While still in its infancy, New Scientists notes the program has already proven viable. Using more than 600 individuals, scientists displayed a random image for only two seconds and asked the participant to sketch the pictured object from memory. These resulting sketches were put into one neural network while the images shown to the participants were put into another. The two networks then worked together to analyze the sketches and match them to their original picture.

In the initial testing phase, the program was able to match the doodles up to their original image 37 percent of the time. Seemingly unimpressive, it’s important to note that humans only matched the sketches and images correctly 54 percent of the time. While not conclusive, these preliminary numbers show that with a little tweaking and more inputs, the program could very will surpass humans capabilities to match sketches to photos.
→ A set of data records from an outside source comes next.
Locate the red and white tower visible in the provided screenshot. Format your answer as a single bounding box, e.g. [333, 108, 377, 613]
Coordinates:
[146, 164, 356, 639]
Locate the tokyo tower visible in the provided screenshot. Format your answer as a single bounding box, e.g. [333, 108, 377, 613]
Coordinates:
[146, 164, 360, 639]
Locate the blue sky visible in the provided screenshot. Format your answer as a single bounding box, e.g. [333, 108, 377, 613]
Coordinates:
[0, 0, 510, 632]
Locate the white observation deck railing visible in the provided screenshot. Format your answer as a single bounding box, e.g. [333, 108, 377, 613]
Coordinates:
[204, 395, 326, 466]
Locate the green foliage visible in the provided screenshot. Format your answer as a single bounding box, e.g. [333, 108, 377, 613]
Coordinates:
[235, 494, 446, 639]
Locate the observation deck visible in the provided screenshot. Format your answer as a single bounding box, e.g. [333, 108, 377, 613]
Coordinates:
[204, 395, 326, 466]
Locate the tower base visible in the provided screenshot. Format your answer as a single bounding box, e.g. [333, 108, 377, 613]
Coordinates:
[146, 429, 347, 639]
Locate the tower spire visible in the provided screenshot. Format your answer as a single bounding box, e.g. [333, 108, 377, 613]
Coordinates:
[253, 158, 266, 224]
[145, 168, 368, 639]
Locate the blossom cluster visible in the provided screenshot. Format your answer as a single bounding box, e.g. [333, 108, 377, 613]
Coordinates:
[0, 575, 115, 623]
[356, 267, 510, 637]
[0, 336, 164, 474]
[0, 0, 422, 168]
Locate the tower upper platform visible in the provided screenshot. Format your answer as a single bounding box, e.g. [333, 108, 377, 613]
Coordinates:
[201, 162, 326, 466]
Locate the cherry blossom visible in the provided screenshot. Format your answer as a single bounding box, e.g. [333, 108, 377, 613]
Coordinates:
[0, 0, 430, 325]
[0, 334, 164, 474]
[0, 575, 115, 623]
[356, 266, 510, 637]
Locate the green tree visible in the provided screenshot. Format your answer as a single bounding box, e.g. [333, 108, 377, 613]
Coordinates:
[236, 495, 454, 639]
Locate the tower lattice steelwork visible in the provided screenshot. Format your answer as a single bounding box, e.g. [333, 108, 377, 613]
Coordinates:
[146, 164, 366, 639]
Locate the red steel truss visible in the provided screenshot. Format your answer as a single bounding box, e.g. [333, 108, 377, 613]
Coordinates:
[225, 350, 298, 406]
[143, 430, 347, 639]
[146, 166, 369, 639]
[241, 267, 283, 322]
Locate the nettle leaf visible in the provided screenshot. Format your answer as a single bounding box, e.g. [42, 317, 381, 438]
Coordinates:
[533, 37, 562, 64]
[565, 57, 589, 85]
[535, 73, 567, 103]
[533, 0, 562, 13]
Where would this technology be useful though? The possibilities are limitless, really. Looking at it from a consumer standpoint, this tech could be used to create an app that lets you search for images and artwork based on doodles of your own. Imagine being able to draw up a little sketch, scan it with your phone, and find similar artwork to be inspired by or to compare your own work to.

From a more commercial standpoint, one of the most useful features of this technology would be to help police identify criminals by comparing sketch artists renderings to mugshot databases.

More thorough findings and information on the system is set to be released at the SIGGRAPH conference in Anaheim, California, in July.